The corridor in the back was a dead end with restrooms to the right and the Staff Only access to the kitchen to the left. Wouldn’t want to make it too easy for your customers to skip out without paying. Riley hadn’t expected any different, but he still checked the restrooms to see if he could squeeze through a window. No such luck. Kitchen it was.
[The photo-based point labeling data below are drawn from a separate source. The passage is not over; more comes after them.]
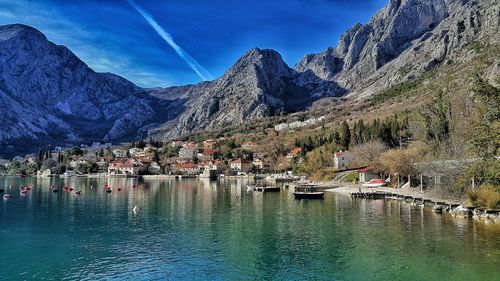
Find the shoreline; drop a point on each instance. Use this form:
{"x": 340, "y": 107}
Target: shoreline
{"x": 457, "y": 208}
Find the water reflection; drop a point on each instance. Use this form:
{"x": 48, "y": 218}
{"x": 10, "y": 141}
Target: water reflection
{"x": 202, "y": 229}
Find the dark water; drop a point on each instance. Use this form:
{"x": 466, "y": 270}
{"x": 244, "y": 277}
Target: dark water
{"x": 201, "y": 230}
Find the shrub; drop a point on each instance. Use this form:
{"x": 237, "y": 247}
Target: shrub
{"x": 351, "y": 177}
{"x": 487, "y": 196}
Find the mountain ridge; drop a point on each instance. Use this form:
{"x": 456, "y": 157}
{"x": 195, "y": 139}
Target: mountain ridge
{"x": 50, "y": 95}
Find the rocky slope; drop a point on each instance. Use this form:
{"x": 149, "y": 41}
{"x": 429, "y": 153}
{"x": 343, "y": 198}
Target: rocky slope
{"x": 47, "y": 94}
{"x": 403, "y": 40}
{"x": 258, "y": 85}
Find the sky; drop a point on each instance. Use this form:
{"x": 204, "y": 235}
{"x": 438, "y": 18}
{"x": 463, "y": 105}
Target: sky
{"x": 160, "y": 43}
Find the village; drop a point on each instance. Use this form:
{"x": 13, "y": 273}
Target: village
{"x": 208, "y": 158}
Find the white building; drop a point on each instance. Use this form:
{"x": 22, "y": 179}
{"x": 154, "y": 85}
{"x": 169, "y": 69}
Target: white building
{"x": 188, "y": 152}
{"x": 342, "y": 160}
{"x": 120, "y": 153}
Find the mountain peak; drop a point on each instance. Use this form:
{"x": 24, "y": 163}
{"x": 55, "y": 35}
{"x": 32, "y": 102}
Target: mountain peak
{"x": 265, "y": 60}
{"x": 20, "y": 30}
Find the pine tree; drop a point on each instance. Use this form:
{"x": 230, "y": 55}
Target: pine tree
{"x": 345, "y": 140}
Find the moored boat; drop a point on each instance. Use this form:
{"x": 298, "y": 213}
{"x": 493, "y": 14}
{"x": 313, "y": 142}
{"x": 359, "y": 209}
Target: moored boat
{"x": 309, "y": 195}
{"x": 375, "y": 183}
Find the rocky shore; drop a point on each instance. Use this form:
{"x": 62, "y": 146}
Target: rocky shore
{"x": 458, "y": 208}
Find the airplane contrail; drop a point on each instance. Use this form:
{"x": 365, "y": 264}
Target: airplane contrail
{"x": 200, "y": 70}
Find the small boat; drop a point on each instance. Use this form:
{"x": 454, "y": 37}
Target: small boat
{"x": 267, "y": 188}
{"x": 309, "y": 195}
{"x": 375, "y": 183}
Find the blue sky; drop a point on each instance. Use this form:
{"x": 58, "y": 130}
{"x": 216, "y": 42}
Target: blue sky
{"x": 112, "y": 36}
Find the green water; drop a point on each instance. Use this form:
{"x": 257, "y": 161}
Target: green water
{"x": 201, "y": 230}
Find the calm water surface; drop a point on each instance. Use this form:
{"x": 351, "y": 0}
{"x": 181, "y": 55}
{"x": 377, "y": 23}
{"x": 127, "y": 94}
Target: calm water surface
{"x": 202, "y": 230}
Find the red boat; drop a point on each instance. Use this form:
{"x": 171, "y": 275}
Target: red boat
{"x": 375, "y": 183}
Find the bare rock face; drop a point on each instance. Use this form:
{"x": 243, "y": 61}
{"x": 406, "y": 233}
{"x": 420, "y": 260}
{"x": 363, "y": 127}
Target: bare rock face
{"x": 403, "y": 40}
{"x": 47, "y": 94}
{"x": 258, "y": 85}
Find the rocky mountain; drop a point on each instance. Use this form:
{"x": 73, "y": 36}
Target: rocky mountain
{"x": 259, "y": 84}
{"x": 48, "y": 95}
{"x": 403, "y": 40}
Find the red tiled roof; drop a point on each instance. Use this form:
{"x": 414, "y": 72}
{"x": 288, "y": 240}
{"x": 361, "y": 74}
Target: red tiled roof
{"x": 240, "y": 161}
{"x": 209, "y": 152}
{"x": 340, "y": 153}
{"x": 367, "y": 170}
{"x": 186, "y": 166}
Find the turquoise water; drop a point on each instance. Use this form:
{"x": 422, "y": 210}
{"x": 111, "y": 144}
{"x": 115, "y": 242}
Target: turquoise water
{"x": 201, "y": 230}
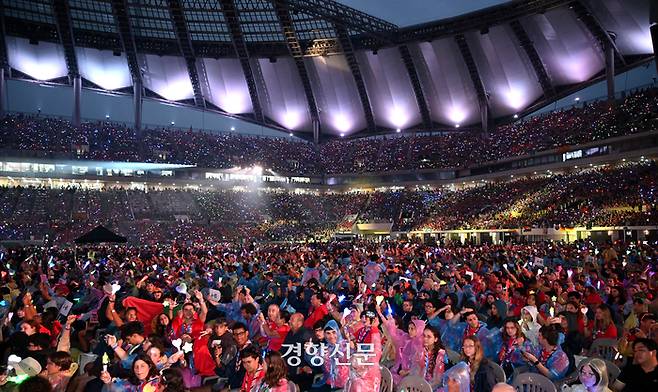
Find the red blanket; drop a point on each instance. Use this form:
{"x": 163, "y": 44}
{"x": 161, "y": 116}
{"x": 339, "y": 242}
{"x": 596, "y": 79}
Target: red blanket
{"x": 146, "y": 311}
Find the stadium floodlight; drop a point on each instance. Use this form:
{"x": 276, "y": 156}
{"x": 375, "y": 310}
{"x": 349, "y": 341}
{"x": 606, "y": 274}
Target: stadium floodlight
{"x": 398, "y": 117}
{"x": 341, "y": 122}
{"x": 514, "y": 98}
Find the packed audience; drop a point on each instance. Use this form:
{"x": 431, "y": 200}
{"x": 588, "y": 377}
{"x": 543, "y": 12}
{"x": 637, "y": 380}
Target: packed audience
{"x": 232, "y": 316}
{"x": 636, "y": 113}
{"x": 621, "y": 195}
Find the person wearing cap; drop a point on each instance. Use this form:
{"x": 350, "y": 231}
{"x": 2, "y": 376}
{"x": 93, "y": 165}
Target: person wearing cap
{"x": 642, "y": 373}
{"x": 59, "y": 370}
{"x": 215, "y": 350}
{"x": 335, "y": 361}
{"x": 188, "y": 323}
{"x": 633, "y": 320}
{"x": 26, "y": 367}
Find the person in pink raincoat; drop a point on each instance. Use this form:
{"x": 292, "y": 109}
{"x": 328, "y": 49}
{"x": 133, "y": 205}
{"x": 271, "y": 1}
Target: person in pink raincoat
{"x": 406, "y": 344}
{"x": 429, "y": 361}
{"x": 276, "y": 371}
{"x": 365, "y": 375}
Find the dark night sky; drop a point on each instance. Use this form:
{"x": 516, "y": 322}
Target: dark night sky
{"x": 409, "y": 12}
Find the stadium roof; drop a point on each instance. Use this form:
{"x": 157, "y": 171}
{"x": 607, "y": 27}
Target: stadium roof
{"x": 284, "y": 63}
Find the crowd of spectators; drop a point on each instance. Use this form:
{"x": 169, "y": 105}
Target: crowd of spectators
{"x": 231, "y": 316}
{"x": 613, "y": 195}
{"x": 638, "y": 112}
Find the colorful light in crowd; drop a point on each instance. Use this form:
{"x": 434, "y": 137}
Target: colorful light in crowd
{"x": 103, "y": 68}
{"x": 168, "y": 77}
{"x": 44, "y": 61}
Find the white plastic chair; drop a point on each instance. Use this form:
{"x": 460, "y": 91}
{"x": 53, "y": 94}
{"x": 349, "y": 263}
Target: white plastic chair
{"x": 604, "y": 349}
{"x": 414, "y": 384}
{"x": 387, "y": 380}
{"x": 498, "y": 371}
{"x": 453, "y": 356}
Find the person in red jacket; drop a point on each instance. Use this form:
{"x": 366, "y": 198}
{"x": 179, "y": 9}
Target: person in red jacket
{"x": 602, "y": 327}
{"x": 318, "y": 310}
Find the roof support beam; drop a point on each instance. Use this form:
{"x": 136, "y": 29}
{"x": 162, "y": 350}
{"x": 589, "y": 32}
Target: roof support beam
{"x": 347, "y": 18}
{"x": 476, "y": 79}
{"x": 231, "y": 16}
{"x": 62, "y": 15}
{"x": 120, "y": 12}
{"x": 185, "y": 44}
{"x": 416, "y": 85}
{"x": 295, "y": 50}
{"x": 537, "y": 64}
{"x": 605, "y": 38}
{"x": 348, "y": 51}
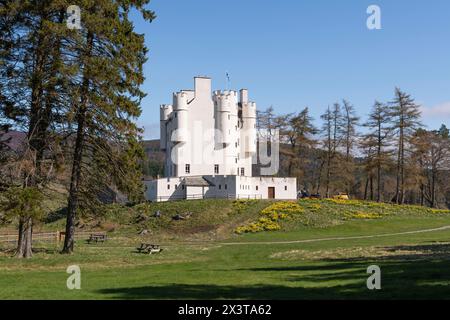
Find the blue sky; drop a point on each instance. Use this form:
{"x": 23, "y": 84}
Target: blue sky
{"x": 293, "y": 54}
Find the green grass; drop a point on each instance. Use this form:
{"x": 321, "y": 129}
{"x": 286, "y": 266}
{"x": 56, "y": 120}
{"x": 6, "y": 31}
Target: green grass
{"x": 204, "y": 259}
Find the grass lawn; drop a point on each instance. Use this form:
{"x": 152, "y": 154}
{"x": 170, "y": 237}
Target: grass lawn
{"x": 297, "y": 262}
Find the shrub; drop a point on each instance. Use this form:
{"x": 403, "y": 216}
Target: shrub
{"x": 270, "y": 217}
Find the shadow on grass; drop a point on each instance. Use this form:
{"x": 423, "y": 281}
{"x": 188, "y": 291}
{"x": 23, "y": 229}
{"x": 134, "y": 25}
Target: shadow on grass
{"x": 338, "y": 280}
{"x": 417, "y": 272}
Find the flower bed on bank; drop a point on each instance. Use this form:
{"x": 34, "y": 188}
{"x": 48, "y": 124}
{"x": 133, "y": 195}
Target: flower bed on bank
{"x": 271, "y": 217}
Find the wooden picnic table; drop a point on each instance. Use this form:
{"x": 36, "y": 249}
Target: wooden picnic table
{"x": 149, "y": 248}
{"x": 97, "y": 237}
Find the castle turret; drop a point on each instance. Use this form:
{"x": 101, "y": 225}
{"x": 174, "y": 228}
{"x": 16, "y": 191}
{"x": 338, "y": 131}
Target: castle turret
{"x": 225, "y": 108}
{"x": 248, "y": 133}
{"x": 165, "y": 112}
{"x": 180, "y": 114}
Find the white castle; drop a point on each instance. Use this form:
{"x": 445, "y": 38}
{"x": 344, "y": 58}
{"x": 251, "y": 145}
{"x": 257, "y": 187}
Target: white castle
{"x": 210, "y": 142}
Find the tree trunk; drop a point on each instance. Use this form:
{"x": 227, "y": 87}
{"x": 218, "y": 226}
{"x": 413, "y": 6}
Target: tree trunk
{"x": 24, "y": 245}
{"x": 72, "y": 207}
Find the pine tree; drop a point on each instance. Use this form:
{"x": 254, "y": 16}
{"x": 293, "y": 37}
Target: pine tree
{"x": 301, "y": 136}
{"x": 405, "y": 119}
{"x": 106, "y": 101}
{"x": 377, "y": 140}
{"x": 349, "y": 124}
{"x": 28, "y": 69}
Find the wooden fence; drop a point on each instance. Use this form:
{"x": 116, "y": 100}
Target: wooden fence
{"x": 56, "y": 236}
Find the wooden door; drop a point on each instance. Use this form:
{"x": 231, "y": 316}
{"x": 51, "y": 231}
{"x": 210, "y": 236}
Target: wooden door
{"x": 271, "y": 192}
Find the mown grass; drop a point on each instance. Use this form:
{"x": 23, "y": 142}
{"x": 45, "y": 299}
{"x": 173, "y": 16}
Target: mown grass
{"x": 248, "y": 266}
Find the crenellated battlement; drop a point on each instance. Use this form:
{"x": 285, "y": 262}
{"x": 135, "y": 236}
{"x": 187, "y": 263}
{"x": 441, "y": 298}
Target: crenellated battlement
{"x": 182, "y": 100}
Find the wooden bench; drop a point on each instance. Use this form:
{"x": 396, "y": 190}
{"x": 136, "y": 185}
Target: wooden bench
{"x": 148, "y": 248}
{"x": 99, "y": 237}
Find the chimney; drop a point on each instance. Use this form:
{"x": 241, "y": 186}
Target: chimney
{"x": 243, "y": 94}
{"x": 202, "y": 87}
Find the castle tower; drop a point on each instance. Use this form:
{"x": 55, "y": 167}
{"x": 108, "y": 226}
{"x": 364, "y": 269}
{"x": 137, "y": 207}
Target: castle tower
{"x": 165, "y": 113}
{"x": 180, "y": 114}
{"x": 248, "y": 131}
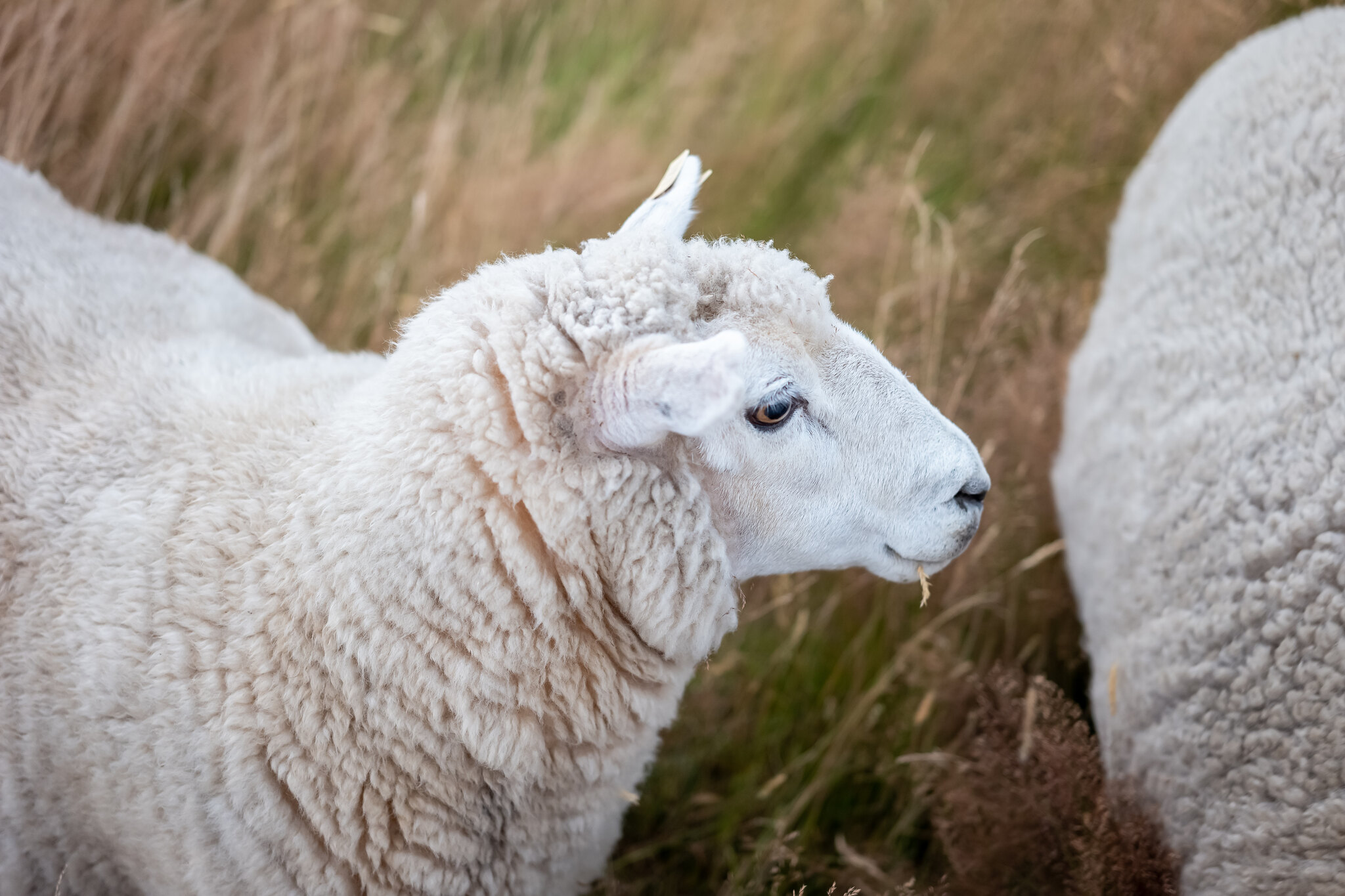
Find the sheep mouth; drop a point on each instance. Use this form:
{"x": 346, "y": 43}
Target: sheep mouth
{"x": 893, "y": 554}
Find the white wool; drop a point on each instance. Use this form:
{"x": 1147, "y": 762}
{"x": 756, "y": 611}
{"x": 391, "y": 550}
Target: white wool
{"x": 1201, "y": 476}
{"x": 276, "y": 620}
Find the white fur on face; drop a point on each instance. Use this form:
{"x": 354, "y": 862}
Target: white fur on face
{"x": 864, "y": 473}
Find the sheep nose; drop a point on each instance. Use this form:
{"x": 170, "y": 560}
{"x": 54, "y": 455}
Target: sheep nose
{"x": 973, "y": 492}
{"x": 975, "y": 498}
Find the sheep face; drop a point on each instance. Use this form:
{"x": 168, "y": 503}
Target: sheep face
{"x": 816, "y": 452}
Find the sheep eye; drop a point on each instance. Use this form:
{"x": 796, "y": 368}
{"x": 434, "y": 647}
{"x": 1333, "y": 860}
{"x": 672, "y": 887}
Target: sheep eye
{"x": 771, "y": 413}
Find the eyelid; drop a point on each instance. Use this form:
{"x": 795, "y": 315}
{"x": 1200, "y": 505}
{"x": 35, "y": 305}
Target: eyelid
{"x": 778, "y": 389}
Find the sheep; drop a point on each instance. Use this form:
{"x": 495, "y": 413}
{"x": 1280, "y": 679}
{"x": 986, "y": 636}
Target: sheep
{"x": 276, "y": 620}
{"x": 1200, "y": 481}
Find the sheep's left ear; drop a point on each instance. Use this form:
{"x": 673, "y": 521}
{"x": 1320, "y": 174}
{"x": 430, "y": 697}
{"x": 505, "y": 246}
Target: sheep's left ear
{"x": 657, "y": 386}
{"x": 669, "y": 207}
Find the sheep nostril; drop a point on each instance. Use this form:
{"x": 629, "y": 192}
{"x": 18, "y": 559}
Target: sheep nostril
{"x": 974, "y": 498}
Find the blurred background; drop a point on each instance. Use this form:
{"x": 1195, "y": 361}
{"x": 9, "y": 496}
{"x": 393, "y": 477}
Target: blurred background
{"x": 954, "y": 163}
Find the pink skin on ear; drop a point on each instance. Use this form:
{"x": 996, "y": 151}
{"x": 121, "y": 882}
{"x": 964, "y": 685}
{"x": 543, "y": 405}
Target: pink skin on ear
{"x": 654, "y": 387}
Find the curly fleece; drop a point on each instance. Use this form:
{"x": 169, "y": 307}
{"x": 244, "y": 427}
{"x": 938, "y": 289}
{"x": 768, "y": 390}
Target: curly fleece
{"x": 1201, "y": 477}
{"x": 283, "y": 621}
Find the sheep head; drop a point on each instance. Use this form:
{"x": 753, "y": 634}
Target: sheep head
{"x": 816, "y": 452}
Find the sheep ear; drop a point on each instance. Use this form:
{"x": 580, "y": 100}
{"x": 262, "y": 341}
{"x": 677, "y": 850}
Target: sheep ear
{"x": 669, "y": 207}
{"x": 649, "y": 391}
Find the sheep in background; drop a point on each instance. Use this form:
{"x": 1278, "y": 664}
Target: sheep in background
{"x": 1201, "y": 476}
{"x": 276, "y": 620}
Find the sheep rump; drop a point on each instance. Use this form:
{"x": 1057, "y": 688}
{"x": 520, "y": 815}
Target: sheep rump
{"x": 1201, "y": 477}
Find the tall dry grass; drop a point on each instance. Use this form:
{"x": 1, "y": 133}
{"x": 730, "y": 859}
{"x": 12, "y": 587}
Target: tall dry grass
{"x": 954, "y": 163}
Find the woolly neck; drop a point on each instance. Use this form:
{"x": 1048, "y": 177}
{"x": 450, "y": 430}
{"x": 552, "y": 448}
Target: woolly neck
{"x": 471, "y": 590}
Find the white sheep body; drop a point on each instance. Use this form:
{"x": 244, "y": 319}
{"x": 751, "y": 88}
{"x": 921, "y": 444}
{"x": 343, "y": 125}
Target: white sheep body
{"x": 197, "y": 629}
{"x": 1201, "y": 475}
{"x": 276, "y": 620}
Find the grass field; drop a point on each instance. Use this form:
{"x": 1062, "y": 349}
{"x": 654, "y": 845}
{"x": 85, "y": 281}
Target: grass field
{"x": 954, "y": 163}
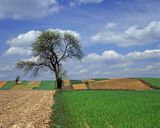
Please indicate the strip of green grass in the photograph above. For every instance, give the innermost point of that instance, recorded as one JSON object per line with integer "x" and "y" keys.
{"x": 25, "y": 82}
{"x": 107, "y": 109}
{"x": 153, "y": 81}
{"x": 99, "y": 79}
{"x": 75, "y": 82}
{"x": 8, "y": 85}
{"x": 47, "y": 85}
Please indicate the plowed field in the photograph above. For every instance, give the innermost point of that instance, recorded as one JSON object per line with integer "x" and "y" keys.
{"x": 25, "y": 109}
{"x": 124, "y": 84}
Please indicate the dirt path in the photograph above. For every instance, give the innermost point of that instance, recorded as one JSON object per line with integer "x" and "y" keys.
{"x": 25, "y": 109}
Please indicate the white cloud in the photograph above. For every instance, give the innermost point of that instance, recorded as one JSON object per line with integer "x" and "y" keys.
{"x": 113, "y": 64}
{"x": 18, "y": 51}
{"x": 24, "y": 39}
{"x": 83, "y": 71}
{"x": 106, "y": 55}
{"x": 7, "y": 67}
{"x": 75, "y": 2}
{"x": 27, "y": 9}
{"x": 147, "y": 54}
{"x": 132, "y": 36}
{"x": 21, "y": 45}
The cook and his helpers were all but crawling through the serving hatch trying to watch the entertainment out front, three white-clad asses the only thing that greeted Riley when he slipped into the room. The noise from outside vibrated through the whole diner, swallowing the sound of Riley’s boots clacking on the dirty tile floor. The kitchen was narrow and crammed, though at least comparatively clean. The smell of coffee and grease pervaded the air. Something was starting to burn on one of the stovetops, probably Riley’s breakfast. He didn’t stop to check, hurried toward the back exit half hidden in the shadow of a huge freezer. There was a sign on it that said not to open except in case of emergency. Riley half expected an alarm to shrill when he pulled on the handle anyway, but the connection had been disabled. He figured it had gotten tedious to follow protocol every time someone took out the trash.

Gotta love human nature
, McClane mused.

“Save it for when we’re—” Riley stopped, one foot in the backyard, the other still in the building. “Holy shit,” he whispered.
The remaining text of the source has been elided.